What is treatment?

Dear Denise:

When I was faced to deal with a loved one’s substance use disorder it was recommended that I try to get her in treatment as soon as possible.  What is treatment? What do they do at treatment?

Thanks,

Michelle

 

Dear Michelle:

This is a very common and important question.  “Get your loved one into treatment” is almost always the answer when someone asks what they can do about a loved one suffering from Substance Use Disorder (SUD).  There is no reason why anyone would really know the answer to this unless your profession is in the field of addiction or medicine and/or you or a family member has suffered from SUD and have previously sought help for this.
 

I will give you an overview of what treatment is and can be. It can sometimes be complicated and detailed and there is not enough space in my letter to get into the details.  But, let’s talk about what you or your loved one will generally be meeting when going to a treatment facility. I will address the details in future letters.
 

First of all there are several types of treatment facilities. 

  1. Inpatient/residential facilities are those where a client will stay 24/7 for a month or up to a year or more.

  2. Outpatient and Intensive Outpatient facilities are places where the programs are attended certain hours during the week (daily, 3 times a week, once a week) but the client lives somewhere else, usually at home.

  3. Methadone Clinics provide Medically Assisted Treatment usually with counseling and support.

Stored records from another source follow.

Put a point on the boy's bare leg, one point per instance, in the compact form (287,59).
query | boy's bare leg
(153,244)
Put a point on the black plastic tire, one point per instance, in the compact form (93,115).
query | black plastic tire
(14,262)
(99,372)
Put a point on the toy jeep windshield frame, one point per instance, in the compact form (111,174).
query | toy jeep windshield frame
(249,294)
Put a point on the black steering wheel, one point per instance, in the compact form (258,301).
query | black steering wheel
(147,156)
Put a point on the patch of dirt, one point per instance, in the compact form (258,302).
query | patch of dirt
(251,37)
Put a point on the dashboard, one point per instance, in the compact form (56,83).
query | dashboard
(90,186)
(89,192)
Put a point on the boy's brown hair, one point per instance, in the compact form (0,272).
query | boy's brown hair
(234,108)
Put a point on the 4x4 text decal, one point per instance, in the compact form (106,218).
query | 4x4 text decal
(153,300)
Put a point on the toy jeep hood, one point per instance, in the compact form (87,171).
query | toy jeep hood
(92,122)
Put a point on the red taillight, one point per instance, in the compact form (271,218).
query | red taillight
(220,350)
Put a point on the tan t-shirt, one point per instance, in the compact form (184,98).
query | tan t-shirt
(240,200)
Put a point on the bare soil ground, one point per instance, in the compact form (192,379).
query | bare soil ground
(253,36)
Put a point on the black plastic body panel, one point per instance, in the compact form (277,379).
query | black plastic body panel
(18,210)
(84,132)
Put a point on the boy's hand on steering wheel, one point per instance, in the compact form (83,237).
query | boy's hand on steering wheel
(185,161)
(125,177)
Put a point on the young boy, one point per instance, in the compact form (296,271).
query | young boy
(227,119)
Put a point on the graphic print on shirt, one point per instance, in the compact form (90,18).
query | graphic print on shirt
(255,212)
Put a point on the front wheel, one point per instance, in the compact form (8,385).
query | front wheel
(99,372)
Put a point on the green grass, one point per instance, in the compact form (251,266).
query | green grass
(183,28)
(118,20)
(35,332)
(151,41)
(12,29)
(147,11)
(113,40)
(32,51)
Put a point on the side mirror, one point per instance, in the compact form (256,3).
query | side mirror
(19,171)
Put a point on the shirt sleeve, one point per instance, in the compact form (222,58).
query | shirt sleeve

  4. Also, there are therapists with private practices that can help
     

At this time the main model and option in Surry County is Outpatient/Intensive Outpatient Programming.

When someone arrives at a treatment facility usually the first thing that happens is a full assessment.  Questions like:  How does your SUD affect your daily life?  What is your current living environment?  Do you have any legal or financial problems?  Are you employed?  Drug use history.  Medical history.  Etc.
 

To get as full a picture as possible, sometimes, if available, the family is invited to contribute to the assessment.  Often, each assessment turns up different results, perceptions are different. The professionals learn from evaluating both parties.  After the assessment the professionals (social worker, counselor, medical professional, etc) get together to develop a treatment plan.  As a part of the original assessment there can also be medical care provided which can include screening/treatment for HIV/AIDS, hepatitis, tuberculosis, women’s health issues.
 

The treatment plan will include things such as goals developed together with the client, treatment activities to help meet these goals, measurements for meeting these goals, and a time frame for meeting the goals.  All of these are constantly reevaluated during time in treatment.  Individuals are sometimes given reading and writing assignments or suggestions of trying new behaviors.  Education about Substance Use Disorder is provided.  There is usually life skill training (employment skills, social skills, anger management, goal setting).  There is regular and random drug and alcohol testing. Another important part of treatment is Relapse Prevention Training.  Clients are given tools to use for handling things like cravings, stress, and emotions. 
 

During treatment the client is also provided orientation to self help philosophies and introduced to local self help/support groups.

If during the initial assessment a person is determined to need to be detoxed he/she will often be sent to a detox facility, hospital, or in facility detox area for a few days before beginning treatment.  Also, if during initial assessment it is determined that the client might be suffering from a mental health issue (as well as SUD), they can be treated for these while in the program.  These would include things like anxiety, depression, and Post Traumatic Stress Disorder.  Often these would be evaluated after 3-4 weeks drug free during treatment to determine if these issues are not related to the SUD.
 

As I said, this is just a general overview of what you might find offered as a part of a treatment program.  In later letters I will give you more detailed information about each offered part of the programs as well as opportunities for families to be educated and involved. 

We are working diligently to have more treatment and program opportunities here in Surry County.  There are private therapists, Support Groups for both those suffering from SUD as well as for families, and more Treatment Programs becoming established in the County.  Please check out the resources on our website: www.surrycountycares.com
 

Again, thanks for this important question.